The
Eureka Times-Standard published an opinion piece today on supporting the
No Confidence Resolution. Such pieces normally appear on the paper's website, and the editor assured me this would too. But since it is only available in print thus far I invite you to read it in the GuvWurld blog:
http://guvwurld.blogspot.com/2005/01/building-confidence-through-election.htmlEnsuring every vote counts is a service to society. It is also a very tall order. Many thousands of "glitches" and "irregularities" arose in our last two presidential elections. How many times will this repeat before they are considered regularities?
Many aspects of our current electoral system ensure a shroud of uncertainty will taint future elections. Consider whether private corporations should own voting machines. The purpose of a corporation is to make money for shareholders. This motive has caused more than a few corporations to behave unethically. By keeping the source code of voting machines a secret, and also by denying a voter-verified permanent paper record of one's vote, the motive to manipulate an election is accompanied by the means.

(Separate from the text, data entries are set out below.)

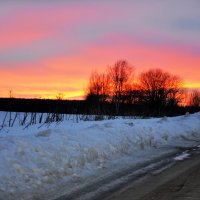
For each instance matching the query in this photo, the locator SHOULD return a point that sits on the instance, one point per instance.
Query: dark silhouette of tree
(98, 90)
(121, 75)
(160, 88)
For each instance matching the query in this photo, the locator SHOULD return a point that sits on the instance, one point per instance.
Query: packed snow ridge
(36, 160)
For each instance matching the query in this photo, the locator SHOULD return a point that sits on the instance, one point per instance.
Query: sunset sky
(51, 47)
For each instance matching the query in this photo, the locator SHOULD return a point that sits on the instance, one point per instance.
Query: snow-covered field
(36, 161)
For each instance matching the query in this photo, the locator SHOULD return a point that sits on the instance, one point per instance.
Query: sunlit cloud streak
(51, 47)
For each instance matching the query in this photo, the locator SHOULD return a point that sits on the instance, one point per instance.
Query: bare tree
(98, 87)
(121, 74)
(195, 98)
(160, 88)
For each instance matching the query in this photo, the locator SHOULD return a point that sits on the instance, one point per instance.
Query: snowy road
(179, 182)
(80, 160)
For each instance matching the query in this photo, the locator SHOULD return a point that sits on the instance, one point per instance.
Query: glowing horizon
(51, 48)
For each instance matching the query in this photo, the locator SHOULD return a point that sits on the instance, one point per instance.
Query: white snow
(35, 160)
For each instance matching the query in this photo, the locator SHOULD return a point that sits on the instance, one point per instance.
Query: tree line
(154, 92)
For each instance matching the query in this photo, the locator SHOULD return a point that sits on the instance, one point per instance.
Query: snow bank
(36, 160)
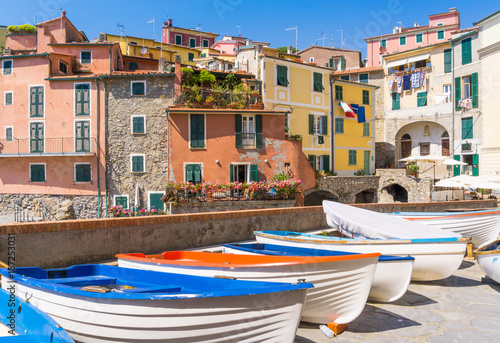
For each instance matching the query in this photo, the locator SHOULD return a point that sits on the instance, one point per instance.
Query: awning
(405, 61)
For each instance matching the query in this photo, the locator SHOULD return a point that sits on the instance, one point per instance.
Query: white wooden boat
(390, 282)
(488, 258)
(341, 283)
(22, 322)
(435, 258)
(481, 226)
(145, 306)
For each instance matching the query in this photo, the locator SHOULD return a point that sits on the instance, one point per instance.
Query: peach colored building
(401, 39)
(51, 120)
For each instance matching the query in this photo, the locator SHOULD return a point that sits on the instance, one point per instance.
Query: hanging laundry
(415, 80)
(406, 82)
(400, 84)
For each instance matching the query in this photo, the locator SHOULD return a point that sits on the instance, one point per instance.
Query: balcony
(66, 146)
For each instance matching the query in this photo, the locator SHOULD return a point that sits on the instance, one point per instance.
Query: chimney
(177, 82)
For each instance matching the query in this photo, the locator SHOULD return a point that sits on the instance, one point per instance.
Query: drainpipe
(332, 125)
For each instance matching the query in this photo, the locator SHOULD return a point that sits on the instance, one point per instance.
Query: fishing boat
(341, 283)
(435, 258)
(22, 322)
(481, 226)
(488, 258)
(390, 282)
(100, 303)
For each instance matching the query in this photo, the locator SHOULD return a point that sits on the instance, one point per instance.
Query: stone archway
(394, 193)
(316, 198)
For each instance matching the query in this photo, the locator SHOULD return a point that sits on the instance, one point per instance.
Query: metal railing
(48, 146)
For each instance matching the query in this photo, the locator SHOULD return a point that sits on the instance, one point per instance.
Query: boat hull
(268, 317)
(434, 260)
(390, 282)
(482, 226)
(340, 290)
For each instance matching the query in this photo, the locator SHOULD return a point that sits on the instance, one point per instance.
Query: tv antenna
(296, 36)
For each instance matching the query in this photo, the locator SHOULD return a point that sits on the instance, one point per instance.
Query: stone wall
(121, 143)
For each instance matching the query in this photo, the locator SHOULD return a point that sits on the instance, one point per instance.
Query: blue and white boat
(100, 303)
(22, 322)
(390, 282)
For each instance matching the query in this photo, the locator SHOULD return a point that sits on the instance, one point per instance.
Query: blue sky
(258, 19)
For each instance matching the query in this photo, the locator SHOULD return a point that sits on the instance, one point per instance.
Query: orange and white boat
(341, 283)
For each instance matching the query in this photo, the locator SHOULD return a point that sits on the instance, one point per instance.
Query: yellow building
(354, 137)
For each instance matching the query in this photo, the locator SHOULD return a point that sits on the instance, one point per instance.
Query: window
(466, 51)
(282, 76)
(137, 163)
(137, 87)
(36, 101)
(467, 131)
(421, 99)
(447, 61)
(193, 173)
(395, 101)
(197, 131)
(63, 67)
(318, 82)
(338, 93)
(366, 97)
(82, 136)
(138, 124)
(339, 125)
(36, 137)
(425, 149)
(37, 172)
(83, 172)
(85, 57)
(7, 67)
(363, 78)
(133, 66)
(366, 129)
(121, 200)
(352, 158)
(8, 98)
(9, 133)
(82, 99)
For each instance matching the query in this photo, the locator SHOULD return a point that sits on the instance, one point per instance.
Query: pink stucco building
(401, 39)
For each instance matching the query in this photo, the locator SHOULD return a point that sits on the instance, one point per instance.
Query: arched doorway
(316, 198)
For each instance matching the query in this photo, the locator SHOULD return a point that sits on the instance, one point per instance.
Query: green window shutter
(311, 159)
(311, 124)
(254, 172)
(324, 125)
(421, 99)
(326, 163)
(475, 88)
(475, 165)
(197, 131)
(366, 129)
(238, 128)
(339, 125)
(366, 97)
(466, 51)
(258, 131)
(458, 90)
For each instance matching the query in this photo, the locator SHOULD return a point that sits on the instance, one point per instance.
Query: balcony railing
(65, 146)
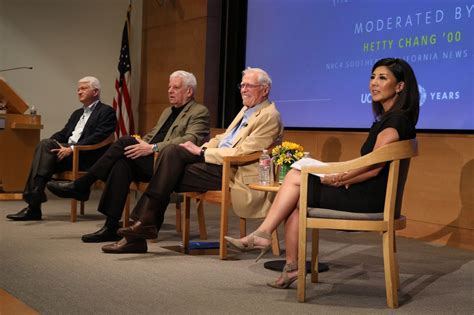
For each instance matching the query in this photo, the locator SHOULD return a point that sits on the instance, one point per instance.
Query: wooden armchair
(398, 154)
(75, 173)
(222, 197)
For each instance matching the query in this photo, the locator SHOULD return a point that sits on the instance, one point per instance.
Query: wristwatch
(203, 151)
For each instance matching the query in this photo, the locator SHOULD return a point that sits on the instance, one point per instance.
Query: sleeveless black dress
(367, 196)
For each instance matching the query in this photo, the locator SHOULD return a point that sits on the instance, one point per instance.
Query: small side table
(278, 265)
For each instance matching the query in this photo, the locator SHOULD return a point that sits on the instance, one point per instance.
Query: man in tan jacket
(130, 159)
(188, 167)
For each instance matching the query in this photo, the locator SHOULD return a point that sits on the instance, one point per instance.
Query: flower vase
(283, 171)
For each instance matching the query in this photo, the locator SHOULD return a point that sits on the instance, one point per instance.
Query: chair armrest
(393, 151)
(77, 148)
(243, 159)
(110, 139)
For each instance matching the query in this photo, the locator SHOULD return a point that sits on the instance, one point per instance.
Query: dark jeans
(177, 170)
(118, 172)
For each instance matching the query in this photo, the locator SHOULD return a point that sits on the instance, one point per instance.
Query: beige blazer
(192, 124)
(263, 130)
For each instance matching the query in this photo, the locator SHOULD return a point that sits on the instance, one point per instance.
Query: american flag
(122, 102)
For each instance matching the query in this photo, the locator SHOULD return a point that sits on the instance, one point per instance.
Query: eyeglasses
(241, 86)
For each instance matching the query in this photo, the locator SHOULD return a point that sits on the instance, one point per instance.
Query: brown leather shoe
(139, 231)
(125, 246)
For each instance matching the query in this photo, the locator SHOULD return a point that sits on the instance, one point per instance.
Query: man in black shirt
(130, 159)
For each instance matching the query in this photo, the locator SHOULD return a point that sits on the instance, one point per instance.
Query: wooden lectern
(19, 135)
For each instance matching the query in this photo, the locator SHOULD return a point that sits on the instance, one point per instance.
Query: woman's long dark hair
(408, 100)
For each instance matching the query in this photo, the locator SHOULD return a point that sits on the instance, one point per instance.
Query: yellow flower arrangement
(287, 153)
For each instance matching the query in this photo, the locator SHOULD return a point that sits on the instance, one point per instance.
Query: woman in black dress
(395, 104)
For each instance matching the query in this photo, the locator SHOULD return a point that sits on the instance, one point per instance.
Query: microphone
(16, 68)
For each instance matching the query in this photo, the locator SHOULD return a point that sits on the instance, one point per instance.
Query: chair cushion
(343, 215)
(176, 198)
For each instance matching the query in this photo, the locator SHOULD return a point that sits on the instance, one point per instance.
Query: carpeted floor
(45, 265)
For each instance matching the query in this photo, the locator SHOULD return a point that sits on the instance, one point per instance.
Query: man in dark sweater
(130, 159)
(91, 124)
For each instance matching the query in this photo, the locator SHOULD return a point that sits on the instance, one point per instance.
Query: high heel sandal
(237, 244)
(286, 280)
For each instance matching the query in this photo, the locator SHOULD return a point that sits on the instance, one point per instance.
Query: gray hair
(262, 76)
(188, 78)
(92, 81)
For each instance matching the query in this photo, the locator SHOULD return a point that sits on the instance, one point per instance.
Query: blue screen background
(320, 53)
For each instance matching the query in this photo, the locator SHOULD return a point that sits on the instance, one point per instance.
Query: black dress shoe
(105, 234)
(26, 214)
(67, 190)
(125, 246)
(139, 231)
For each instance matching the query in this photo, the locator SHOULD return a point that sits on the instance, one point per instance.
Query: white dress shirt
(76, 134)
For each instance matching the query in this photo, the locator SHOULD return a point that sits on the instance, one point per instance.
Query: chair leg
(126, 212)
(243, 227)
(395, 259)
(223, 230)
(301, 281)
(201, 221)
(314, 255)
(275, 243)
(389, 269)
(178, 217)
(187, 207)
(73, 210)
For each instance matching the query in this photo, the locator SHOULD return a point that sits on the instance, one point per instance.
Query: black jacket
(99, 126)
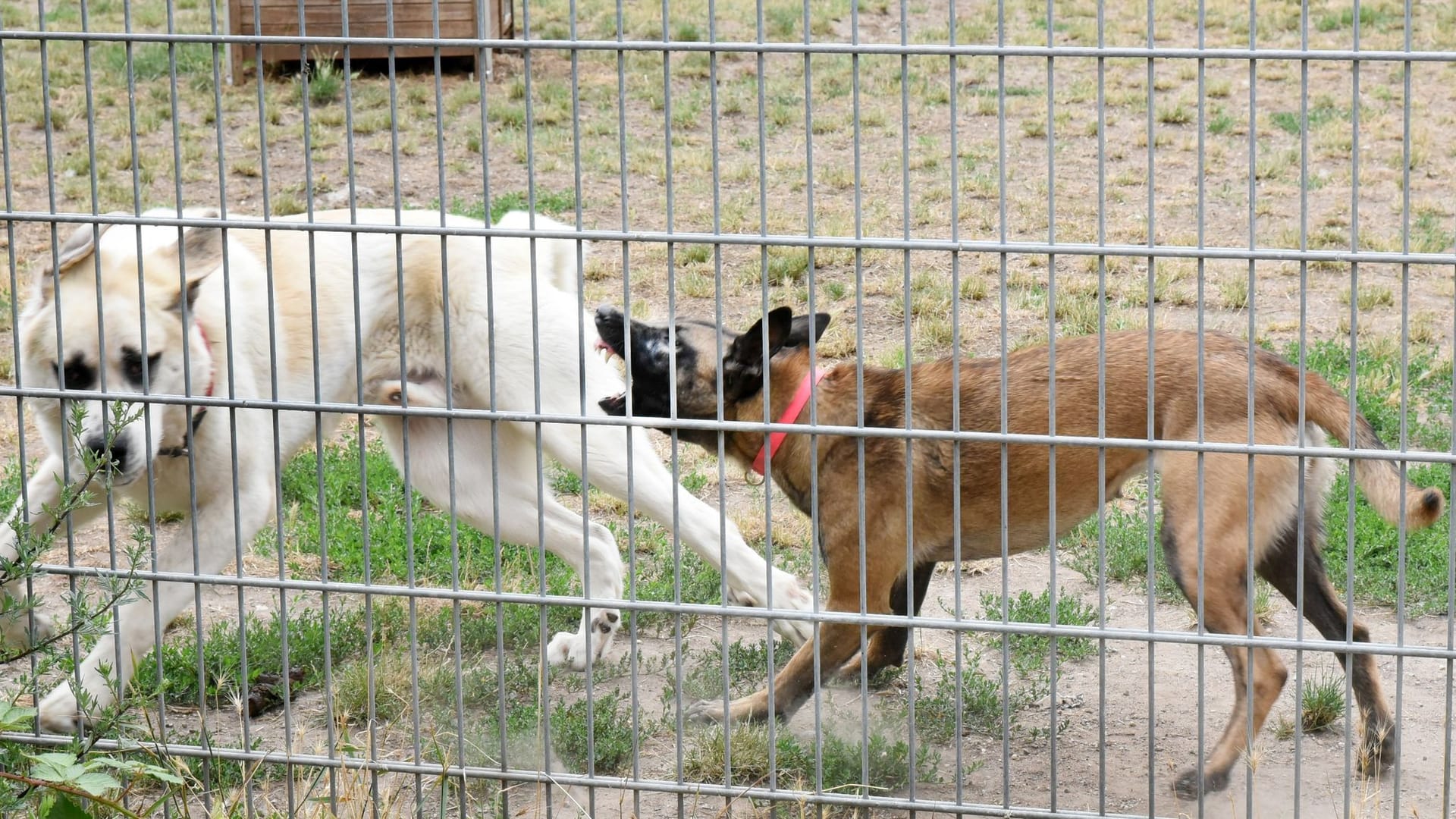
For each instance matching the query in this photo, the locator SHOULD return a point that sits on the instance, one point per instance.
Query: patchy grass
(708, 758)
(1030, 653)
(1323, 703)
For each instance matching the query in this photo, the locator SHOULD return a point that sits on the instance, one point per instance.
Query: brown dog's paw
(752, 708)
(1378, 748)
(1187, 783)
(705, 711)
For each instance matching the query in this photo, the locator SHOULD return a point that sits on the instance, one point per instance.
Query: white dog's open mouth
(606, 352)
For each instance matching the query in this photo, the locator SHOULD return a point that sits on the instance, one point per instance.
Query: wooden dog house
(367, 18)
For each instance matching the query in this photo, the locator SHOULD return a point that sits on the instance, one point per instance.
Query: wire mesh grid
(436, 525)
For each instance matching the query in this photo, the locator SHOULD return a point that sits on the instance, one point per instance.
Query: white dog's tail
(555, 259)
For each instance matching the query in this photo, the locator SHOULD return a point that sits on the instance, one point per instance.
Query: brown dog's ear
(804, 325)
(747, 350)
(72, 253)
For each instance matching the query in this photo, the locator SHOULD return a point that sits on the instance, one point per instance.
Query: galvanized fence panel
(382, 651)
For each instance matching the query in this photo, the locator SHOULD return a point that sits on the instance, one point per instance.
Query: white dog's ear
(76, 248)
(199, 254)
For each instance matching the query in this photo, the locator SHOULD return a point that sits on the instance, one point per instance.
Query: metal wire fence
(372, 390)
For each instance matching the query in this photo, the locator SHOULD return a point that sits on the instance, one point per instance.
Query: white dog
(234, 349)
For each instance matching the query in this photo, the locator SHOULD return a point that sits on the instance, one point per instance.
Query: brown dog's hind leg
(887, 646)
(1225, 611)
(1327, 614)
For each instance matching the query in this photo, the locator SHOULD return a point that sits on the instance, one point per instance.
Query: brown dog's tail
(1379, 480)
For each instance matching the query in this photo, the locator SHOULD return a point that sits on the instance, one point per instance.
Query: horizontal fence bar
(1161, 445)
(759, 240)
(708, 610)
(571, 780)
(755, 47)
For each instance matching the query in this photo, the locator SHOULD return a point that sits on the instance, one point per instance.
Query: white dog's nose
(112, 458)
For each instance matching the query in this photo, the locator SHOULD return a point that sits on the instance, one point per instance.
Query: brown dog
(691, 350)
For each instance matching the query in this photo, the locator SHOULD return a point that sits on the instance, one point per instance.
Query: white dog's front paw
(18, 629)
(788, 594)
(58, 711)
(571, 651)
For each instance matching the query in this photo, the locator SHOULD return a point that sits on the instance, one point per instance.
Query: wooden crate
(367, 18)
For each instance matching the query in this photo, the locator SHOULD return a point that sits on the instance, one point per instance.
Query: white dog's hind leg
(747, 575)
(44, 493)
(134, 634)
(522, 519)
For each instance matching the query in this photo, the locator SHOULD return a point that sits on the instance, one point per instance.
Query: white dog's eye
(79, 375)
(131, 365)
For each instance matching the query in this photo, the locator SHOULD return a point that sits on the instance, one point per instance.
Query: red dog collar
(791, 414)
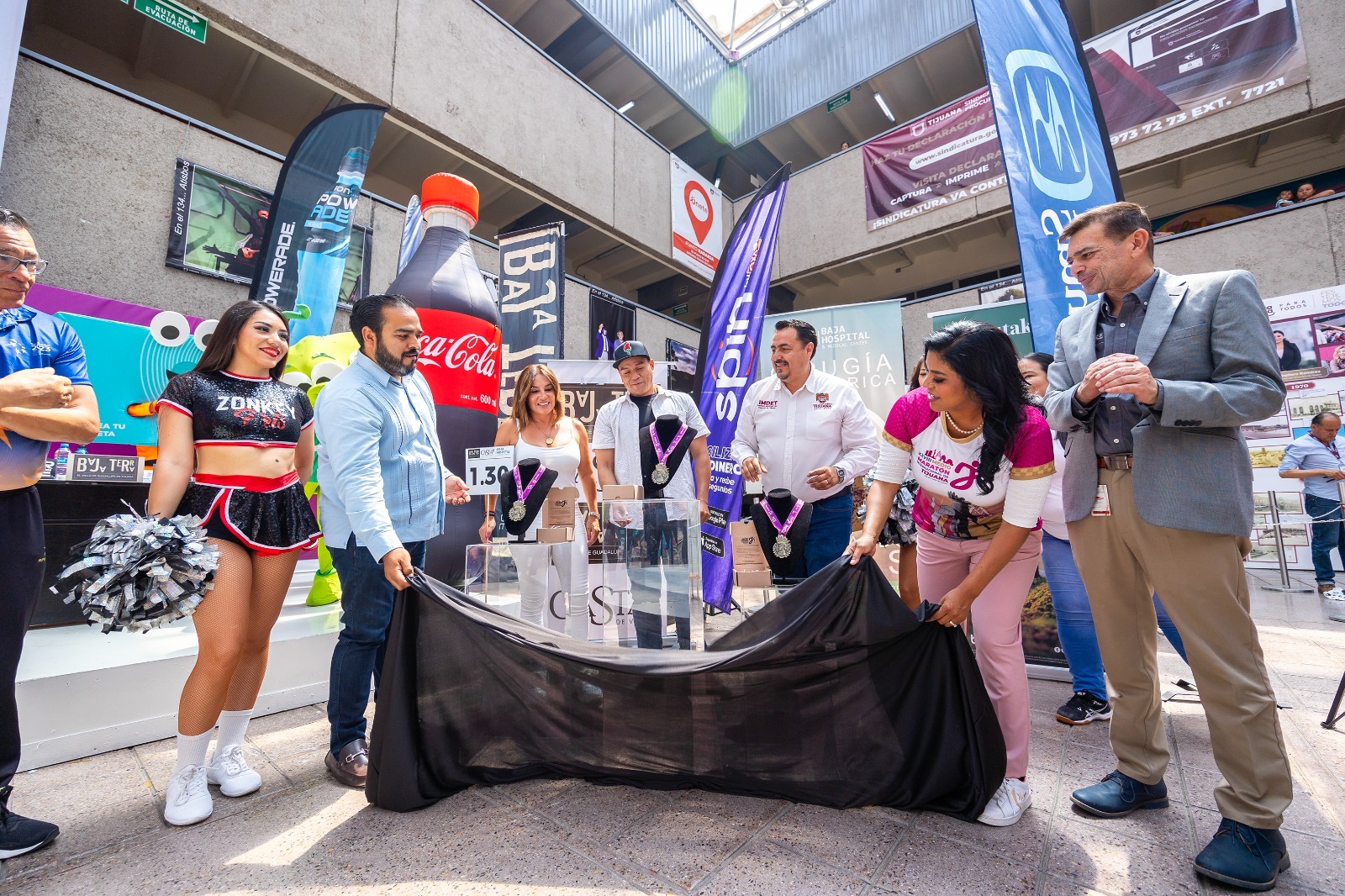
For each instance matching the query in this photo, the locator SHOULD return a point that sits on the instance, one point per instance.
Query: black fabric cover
(834, 694)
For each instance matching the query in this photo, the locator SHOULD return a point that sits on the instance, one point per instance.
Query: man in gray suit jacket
(1150, 383)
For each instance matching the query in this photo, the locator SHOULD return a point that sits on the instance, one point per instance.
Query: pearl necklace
(958, 430)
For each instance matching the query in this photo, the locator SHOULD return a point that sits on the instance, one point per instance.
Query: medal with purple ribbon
(520, 510)
(782, 548)
(662, 474)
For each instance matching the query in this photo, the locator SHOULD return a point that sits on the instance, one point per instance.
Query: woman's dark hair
(219, 350)
(984, 356)
(915, 373)
(1042, 360)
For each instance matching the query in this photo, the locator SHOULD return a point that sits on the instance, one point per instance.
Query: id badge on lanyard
(1102, 503)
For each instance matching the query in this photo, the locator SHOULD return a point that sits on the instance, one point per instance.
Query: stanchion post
(1284, 584)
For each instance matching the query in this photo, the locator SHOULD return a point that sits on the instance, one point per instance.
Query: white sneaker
(188, 797)
(1008, 804)
(229, 768)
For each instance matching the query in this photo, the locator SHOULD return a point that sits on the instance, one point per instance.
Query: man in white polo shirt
(807, 430)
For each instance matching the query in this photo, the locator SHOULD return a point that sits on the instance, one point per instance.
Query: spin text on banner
(728, 353)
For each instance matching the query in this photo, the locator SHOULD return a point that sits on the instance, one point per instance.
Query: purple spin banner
(728, 363)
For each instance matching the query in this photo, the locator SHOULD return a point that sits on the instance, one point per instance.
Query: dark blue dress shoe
(1118, 795)
(1247, 857)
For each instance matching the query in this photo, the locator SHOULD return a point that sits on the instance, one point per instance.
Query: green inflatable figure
(311, 365)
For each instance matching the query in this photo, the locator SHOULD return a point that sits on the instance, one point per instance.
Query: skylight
(746, 24)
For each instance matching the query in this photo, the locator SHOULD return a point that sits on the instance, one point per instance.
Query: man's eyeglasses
(8, 264)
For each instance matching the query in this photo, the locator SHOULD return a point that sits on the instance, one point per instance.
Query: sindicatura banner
(1311, 342)
(1183, 62)
(217, 228)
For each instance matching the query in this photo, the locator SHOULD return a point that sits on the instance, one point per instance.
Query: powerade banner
(1010, 316)
(728, 353)
(1056, 155)
(1181, 62)
(309, 233)
(531, 287)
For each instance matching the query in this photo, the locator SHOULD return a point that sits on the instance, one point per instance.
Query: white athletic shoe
(188, 797)
(1008, 804)
(229, 768)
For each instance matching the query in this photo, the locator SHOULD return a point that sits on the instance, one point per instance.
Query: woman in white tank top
(540, 430)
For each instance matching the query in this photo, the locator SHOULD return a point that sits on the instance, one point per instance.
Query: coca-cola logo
(470, 353)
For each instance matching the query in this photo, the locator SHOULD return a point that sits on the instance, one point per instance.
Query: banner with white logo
(1181, 62)
(697, 226)
(728, 366)
(531, 287)
(1055, 150)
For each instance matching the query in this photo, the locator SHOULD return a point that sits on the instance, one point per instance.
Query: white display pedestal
(82, 692)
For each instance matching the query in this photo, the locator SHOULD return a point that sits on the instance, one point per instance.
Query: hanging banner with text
(531, 287)
(950, 155)
(860, 343)
(697, 226)
(728, 366)
(1179, 64)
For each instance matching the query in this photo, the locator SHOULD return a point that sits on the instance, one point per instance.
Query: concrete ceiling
(251, 94)
(934, 77)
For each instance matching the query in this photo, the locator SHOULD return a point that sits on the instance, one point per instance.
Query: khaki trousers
(1200, 577)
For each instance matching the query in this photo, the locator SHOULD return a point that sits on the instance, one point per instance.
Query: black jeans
(22, 566)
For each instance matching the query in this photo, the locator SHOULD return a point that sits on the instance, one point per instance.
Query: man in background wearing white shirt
(807, 430)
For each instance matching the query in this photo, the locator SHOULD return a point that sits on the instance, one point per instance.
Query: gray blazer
(1207, 340)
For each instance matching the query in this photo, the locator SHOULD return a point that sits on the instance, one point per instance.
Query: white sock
(192, 750)
(233, 728)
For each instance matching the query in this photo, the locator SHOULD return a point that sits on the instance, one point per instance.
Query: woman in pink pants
(981, 452)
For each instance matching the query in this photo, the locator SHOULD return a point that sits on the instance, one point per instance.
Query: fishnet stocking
(233, 629)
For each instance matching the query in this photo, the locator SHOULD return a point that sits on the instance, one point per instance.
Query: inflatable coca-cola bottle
(461, 356)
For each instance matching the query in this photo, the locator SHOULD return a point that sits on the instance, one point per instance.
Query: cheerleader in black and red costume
(232, 439)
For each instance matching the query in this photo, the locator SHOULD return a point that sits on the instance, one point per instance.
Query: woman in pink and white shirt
(981, 451)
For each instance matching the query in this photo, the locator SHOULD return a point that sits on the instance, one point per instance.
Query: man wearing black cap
(616, 450)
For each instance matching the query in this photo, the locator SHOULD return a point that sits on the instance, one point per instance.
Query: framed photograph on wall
(611, 320)
(217, 225)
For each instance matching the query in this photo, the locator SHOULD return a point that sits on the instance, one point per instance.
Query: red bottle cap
(452, 192)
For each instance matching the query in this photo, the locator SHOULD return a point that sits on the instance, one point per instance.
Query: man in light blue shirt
(383, 492)
(1316, 459)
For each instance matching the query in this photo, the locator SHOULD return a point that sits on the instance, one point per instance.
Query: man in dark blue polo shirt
(45, 397)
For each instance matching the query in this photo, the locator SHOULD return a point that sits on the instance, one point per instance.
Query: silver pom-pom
(139, 572)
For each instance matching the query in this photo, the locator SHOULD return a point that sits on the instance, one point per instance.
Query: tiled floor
(303, 833)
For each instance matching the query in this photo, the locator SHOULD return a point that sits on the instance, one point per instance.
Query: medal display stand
(647, 559)
(654, 548)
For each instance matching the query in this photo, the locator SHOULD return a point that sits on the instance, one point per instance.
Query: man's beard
(394, 365)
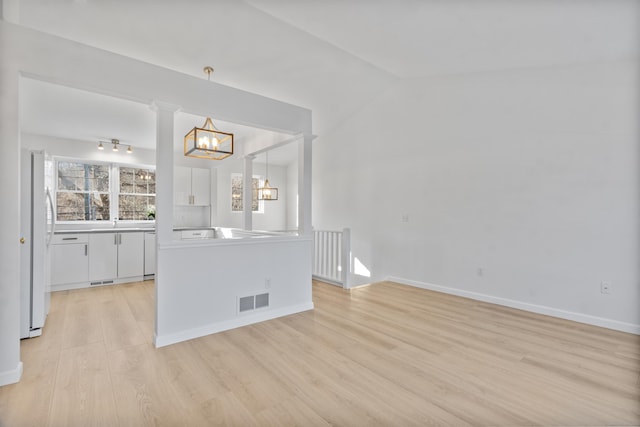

Motive and means are usually joined by opportunity. Consider whether it is appropriate for votes to be tallied in seclusion, with the media and other observers explicitly barred from the room. This happened in Ohio. Opportunity also exists simply by virtue of the machines in use, regarded unequivocally by computer scientists as highly susceptible to tampering.
It is not my intention to argue that fraud was or was not committed in the most recent election. Many have tried due to the large number of statistical anomalies including lost data, negative vote totals, tallies equaling more votes than there are registered voters, and persistent automatic vote swapping from a voter's chosen candidate to an opponent. Apparently, the numbers alone just don't cut it. Many prominent people with much to gain by challenging the legitimacy of the outcome have instead shied away for lack of hard evidence. Is it irony, then, that in many places there is also no hard evidence to demonstrate how voters voted?